Three months earlier in May 2013, Prueitt was impaired while on duty at Senior Living Properties, to the point that she could not walk or perform job functions, causing her to drop an elderly resident, according to court documents. During that incident, Senior Living Properties had another employee drive Prueitt home, but did not follow its own policy to test Prueitt for substances to determine whether she should be disciplined or terminated.

“It would have been a very simple thing to prevent this employee from driving” Attorney Laura Brown said to the Star-Telegram News. “Instead, Senior Living Properties … chose to disregard its policies and its basic obligations to protect the public because they didn’t pay their nurse aides well, they were understaffed and they wanted to have this employee return to work another day.”

Drunk driving on American roads

Prueitt had a BAC of .42 percent at the time of the accident.

Each day, almost 30 people die in motor vehicle crashes at the hands of an alcohol-impaired driver.
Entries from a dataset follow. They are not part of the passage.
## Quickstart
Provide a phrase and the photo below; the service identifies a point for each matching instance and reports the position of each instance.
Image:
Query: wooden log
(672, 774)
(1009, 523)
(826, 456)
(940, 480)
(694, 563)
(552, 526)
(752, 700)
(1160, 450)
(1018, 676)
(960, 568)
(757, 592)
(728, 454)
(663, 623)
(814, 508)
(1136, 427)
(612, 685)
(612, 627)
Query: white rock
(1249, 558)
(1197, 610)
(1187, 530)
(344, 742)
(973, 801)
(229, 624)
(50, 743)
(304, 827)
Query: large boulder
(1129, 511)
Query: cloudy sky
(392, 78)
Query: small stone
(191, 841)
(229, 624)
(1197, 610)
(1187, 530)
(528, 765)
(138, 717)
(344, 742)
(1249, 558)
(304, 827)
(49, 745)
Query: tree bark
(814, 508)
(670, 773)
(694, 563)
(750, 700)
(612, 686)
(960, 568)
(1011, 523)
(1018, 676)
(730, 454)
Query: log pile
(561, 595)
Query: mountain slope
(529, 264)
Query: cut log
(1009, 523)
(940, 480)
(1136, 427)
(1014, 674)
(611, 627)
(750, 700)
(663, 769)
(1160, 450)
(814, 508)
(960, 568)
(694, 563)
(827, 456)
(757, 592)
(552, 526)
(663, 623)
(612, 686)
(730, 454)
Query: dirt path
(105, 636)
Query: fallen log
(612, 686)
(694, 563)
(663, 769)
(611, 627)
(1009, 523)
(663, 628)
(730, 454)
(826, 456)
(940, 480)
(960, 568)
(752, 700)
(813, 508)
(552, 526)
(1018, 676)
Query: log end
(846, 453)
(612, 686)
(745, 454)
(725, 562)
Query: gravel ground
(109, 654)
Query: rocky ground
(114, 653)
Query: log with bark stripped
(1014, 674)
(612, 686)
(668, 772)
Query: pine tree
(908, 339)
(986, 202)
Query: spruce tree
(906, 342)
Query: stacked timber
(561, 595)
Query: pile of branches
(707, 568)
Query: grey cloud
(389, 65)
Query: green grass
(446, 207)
In 2013, 10,076 people were killed and 290,000 were injured in drunk driving crashes, according to the National Highway Traffic Safety Administration (NHTSA).

Unfortunately, only one percent of the 112 million self-reported episodes of alcohol impaired driving of U.S. adults have resulted in arrests -- only 1.4 million drivers in 2010 were arrested for driving under the influence, according to a Centers for Disease Control and Prevention (CDC) fact sheet.

Drunk driver sentenced for manslaughter and assault

On the day of the fatal car accident, Prueitt blood alcohol concentration level (BAC) was at .42 percent, more than five times the legal limit of .08 percent. Even at .15 percent BAC a driver is substantially impaired in her vehicle control and in visual and auditory information processing, according to the CDC.

“It is very simple. An employee who is too drunk to work is too drunk to drive,” said Brown to the Star-Telegram news.  Prueitt is serving an 18 year sentence for intoxication manslaughter and intoxication assault in the Texas Department of Corrections.

Unfortunately, neither Prueitt’s incarceration nor the $16.7 Million award can remedy the loss of a loved one, as Sharla Graham said to the Star-Telegram news, “no one really wins in something like this. Our family has to live my husband’s death every day.”

The case is Graham v. Senior Living Properties, LLC Case No. 067-269110-13 in the Tarrant County District Court of Texas.